When you have had a long day on the construction site, it’s time to switch out into more comfortable clothes. Depending on the job you’ve been doing, your clothes are all covered in soot. Maybe you’ve been plastering, perhaps you’ve been drywalling, roofing, or even putting up steel girders. No matter what job you have been working on, it’s safe to say you’d appreciate getting out of the job-site clothes and into something more relaxing.

If you’ve got a date after a long day on the construction site, you definitely need to change out of your work clothes before meeting with your date. Be sure to check out some of the great outfits available at Boden for some of your options. Plus when you visit Groupon, you can find savings from Boden. It might feel like you are living paycheck to paycheck, but remember- your date is choosing to spend their time with you this evening, so don’t let them down by showing up like you just laid down the hammer and nail gun.

Instead of looking like this is your first date, make sure you get cleaned up after getting off of work. Take a shower, shave, put on fresh deodorant- do whatever you have to do to take the job site off of you. Aside from the physical burdens, make sure to let go of the emotional stress, too. Upset with your boss? Sad over the injury of a friend? Worried about where the next paycheck will come from once this project is complete? Be sure to leave these emotions back at your place before you go on that date.

If you can successfully transition from the worksite to a smooth at-home life, you’ll be able to pull off a career in construction just fine. The key to keeping your cool after many years in the field is knowing how to look and feel your best after a long day on-site. No matter what you worked on today, be sure to try and relax  by getting cleaned up, changing in to some fresh clothes from Boden, and treating yourself and a nice lady to a great evening out.
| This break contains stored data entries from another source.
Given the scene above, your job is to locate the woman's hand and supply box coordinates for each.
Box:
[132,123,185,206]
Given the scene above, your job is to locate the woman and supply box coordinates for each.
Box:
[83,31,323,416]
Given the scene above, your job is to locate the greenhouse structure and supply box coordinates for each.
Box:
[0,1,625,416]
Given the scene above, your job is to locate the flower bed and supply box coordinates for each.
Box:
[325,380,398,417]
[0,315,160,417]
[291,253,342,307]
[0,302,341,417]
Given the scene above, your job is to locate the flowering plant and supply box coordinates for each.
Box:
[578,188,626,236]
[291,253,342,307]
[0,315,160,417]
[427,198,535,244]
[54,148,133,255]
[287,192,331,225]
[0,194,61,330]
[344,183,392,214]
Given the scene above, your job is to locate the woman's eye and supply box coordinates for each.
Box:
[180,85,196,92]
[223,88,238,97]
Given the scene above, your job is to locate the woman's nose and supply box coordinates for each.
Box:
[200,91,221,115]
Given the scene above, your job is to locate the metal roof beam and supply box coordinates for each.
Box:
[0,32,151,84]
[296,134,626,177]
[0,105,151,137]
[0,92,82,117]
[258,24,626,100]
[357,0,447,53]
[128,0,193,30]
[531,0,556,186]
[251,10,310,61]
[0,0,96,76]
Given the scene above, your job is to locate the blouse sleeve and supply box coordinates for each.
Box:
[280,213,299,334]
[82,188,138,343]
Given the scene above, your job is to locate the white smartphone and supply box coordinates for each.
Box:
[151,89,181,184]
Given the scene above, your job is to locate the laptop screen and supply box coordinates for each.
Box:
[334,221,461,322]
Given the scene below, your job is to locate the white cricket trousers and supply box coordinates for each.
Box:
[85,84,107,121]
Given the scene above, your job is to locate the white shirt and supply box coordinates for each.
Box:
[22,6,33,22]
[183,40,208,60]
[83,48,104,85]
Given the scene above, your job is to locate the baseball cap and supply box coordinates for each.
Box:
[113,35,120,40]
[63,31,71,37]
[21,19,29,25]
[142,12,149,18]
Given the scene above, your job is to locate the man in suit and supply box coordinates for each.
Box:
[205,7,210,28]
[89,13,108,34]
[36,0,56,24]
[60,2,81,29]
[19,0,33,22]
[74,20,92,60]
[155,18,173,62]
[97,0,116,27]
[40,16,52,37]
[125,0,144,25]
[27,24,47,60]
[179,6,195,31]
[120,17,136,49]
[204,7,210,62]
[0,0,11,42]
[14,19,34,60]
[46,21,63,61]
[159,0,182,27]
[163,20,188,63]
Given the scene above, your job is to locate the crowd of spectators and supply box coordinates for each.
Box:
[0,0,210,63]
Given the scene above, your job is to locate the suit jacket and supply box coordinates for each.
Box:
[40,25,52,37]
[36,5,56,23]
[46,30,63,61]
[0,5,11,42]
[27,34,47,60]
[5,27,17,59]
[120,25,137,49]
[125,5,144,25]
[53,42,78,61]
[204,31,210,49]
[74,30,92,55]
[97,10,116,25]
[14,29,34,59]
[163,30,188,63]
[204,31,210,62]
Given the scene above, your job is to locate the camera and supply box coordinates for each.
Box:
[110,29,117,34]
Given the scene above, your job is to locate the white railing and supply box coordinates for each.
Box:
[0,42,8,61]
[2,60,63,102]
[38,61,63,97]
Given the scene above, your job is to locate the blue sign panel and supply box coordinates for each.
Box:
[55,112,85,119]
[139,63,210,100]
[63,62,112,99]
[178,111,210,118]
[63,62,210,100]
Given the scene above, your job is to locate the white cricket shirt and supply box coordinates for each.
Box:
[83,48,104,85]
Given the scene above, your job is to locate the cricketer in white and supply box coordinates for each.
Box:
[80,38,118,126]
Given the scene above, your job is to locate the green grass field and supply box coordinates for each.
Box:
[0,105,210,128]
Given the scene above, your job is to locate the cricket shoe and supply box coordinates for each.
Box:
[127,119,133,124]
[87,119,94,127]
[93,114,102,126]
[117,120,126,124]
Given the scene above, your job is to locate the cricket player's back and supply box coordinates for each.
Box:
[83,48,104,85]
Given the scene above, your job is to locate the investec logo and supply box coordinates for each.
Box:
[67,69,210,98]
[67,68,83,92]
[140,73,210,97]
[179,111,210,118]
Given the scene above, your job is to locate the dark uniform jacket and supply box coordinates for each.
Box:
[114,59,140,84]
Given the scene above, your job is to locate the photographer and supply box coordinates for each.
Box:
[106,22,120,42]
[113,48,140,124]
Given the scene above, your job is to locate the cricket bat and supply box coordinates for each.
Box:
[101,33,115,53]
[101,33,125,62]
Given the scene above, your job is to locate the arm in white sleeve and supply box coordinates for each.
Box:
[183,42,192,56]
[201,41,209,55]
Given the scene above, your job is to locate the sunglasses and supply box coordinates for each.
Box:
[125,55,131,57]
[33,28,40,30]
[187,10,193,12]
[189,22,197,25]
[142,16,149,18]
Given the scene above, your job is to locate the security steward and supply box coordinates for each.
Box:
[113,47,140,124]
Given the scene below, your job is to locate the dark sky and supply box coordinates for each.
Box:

from The UK Construction Blog

Sunday, 1 May 2016

Property Renovation Calculator Gives Homeowners Estimated Cost of Home Improvements

New Property Renovation Calculator Gives Homeowners Estimated Cost of Home Improvements

A brand new microsite has launched allowing people considering making home improvements to input information, such as the room they are looking to renovate, the size of the space and the region they live in, and then get an estimated cost for the work. Months of research have gone into making the home renovation calculator as accurate as possible.

In a bid to help people understand the cost of home improvements before they start the work, the team at has designed and built a home renovation calculator, based on months of research, to help users create the property of their dreams.
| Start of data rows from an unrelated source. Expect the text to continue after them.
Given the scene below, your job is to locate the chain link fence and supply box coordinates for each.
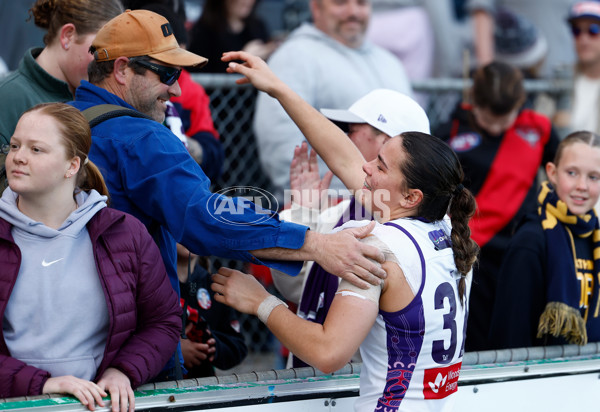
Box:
[200,73,573,194]
[194,73,572,370]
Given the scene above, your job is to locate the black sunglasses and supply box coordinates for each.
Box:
[571,22,600,37]
[132,59,182,86]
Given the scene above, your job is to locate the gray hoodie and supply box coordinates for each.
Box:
[0,188,109,380]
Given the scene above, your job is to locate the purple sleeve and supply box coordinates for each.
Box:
[105,216,182,388]
[0,354,50,397]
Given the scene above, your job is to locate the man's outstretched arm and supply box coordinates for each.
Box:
[252,221,386,289]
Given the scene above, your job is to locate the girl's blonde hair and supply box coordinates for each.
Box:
[554,131,600,166]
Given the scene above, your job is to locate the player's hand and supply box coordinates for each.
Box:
[211,267,271,314]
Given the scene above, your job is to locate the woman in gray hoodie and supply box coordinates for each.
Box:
[0,103,181,411]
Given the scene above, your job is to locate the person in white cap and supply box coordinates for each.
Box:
[69,9,387,381]
[271,89,430,368]
[321,89,430,162]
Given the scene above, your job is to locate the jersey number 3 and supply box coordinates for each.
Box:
[432,281,467,364]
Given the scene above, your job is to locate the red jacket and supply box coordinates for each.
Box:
[0,207,181,397]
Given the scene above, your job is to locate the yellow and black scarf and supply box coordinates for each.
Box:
[537,181,600,345]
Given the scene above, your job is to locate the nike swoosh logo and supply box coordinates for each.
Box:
[42,258,64,267]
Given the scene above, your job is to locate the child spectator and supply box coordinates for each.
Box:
[489,131,600,348]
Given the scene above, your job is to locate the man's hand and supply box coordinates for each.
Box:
[310,221,386,289]
[251,222,386,287]
[97,368,134,412]
[43,376,106,411]
[290,142,334,210]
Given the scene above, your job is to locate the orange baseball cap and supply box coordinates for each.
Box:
[92,9,207,68]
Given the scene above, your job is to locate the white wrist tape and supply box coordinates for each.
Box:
[257,295,288,324]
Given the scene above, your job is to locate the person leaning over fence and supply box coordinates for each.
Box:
[270,89,430,368]
[213,51,478,412]
[69,10,387,379]
[0,103,181,411]
[434,61,560,352]
[133,1,225,182]
[0,0,123,151]
[489,131,600,349]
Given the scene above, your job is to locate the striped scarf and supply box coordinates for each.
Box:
[537,181,600,345]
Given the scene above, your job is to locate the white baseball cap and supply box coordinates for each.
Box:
[320,89,430,136]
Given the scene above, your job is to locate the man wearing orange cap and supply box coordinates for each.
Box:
[70,9,386,382]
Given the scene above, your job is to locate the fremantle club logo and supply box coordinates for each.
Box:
[207,186,279,226]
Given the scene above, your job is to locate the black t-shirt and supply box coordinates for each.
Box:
[188,18,270,73]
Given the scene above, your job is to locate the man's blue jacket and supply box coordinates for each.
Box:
[71,81,306,295]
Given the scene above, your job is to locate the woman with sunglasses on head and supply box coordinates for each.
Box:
[0,0,123,150]
[211,51,479,412]
[0,103,181,412]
The calculator initially asks users to choose the room they want to update, with a choice of the kitchen, bathroom, conservatory, bedroom, dining room or living room. They are then required to measure and enter the size of the room in metres squared (m²).
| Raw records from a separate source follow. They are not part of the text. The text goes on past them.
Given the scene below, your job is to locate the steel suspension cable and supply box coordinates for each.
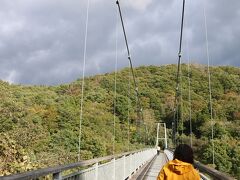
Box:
[180,64,183,144]
[116,0,144,125]
[203,0,215,165]
[78,0,90,161]
[173,0,186,147]
[112,11,118,180]
[113,10,119,156]
[127,62,131,151]
[184,1,193,147]
[187,36,193,147]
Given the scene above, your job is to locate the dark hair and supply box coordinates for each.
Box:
[173,144,194,164]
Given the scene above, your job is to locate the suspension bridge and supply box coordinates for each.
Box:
[0,0,237,180]
[0,131,234,180]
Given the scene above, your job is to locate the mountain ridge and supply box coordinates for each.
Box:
[0,64,239,177]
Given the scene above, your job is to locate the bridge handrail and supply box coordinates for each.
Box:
[1,148,152,180]
[163,149,174,160]
[194,161,235,180]
[164,149,235,180]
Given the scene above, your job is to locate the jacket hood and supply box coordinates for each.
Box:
[167,159,194,175]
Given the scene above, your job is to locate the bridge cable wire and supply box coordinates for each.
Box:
[203,0,215,165]
[127,61,131,151]
[186,28,193,148]
[180,64,183,144]
[78,0,90,161]
[173,0,185,147]
[113,9,119,156]
[184,0,193,147]
[116,0,144,127]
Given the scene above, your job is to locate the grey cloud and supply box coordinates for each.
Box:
[0,0,239,85]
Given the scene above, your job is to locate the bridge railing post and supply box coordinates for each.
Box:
[134,152,136,172]
[95,162,98,180]
[123,155,126,179]
[112,158,115,180]
[130,153,133,177]
[53,172,62,180]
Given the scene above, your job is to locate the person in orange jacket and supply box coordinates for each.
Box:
[157,144,200,180]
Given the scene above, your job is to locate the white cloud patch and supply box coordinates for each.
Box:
[4,70,17,84]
Next, users of the calculator are asked to consider whether they require a budget, mid-range or high-end finish. Finally, the region the property is located in is also needed, in order to account for the varying costs of services in different areas of the UK.  For example, the cost of renovating a 7m² bathroom, on a budget, would equate to roughly £4,175 in the North East, but would cost £5,322 in London.

Kirsty Martin, spokesperson for, made the following comments on the creation of the calculator:

“Making the decision to completely renovate a room in a house can come about for a multitude of reasons. You may be considering a house move and want to ensure that you make as much as you can from the sale, or perhaps you are a first-time buyer with limited funds and considering a fixer-upper.

“This calculator has been built to give users the chance to generate a rough estimate of the work needed to improve the room. And while we don’t know the specific tiles, taps or fixtures you want to incorporate into your lovely new room, it will give you an idea of whether or not you can afford the home of your dreams!”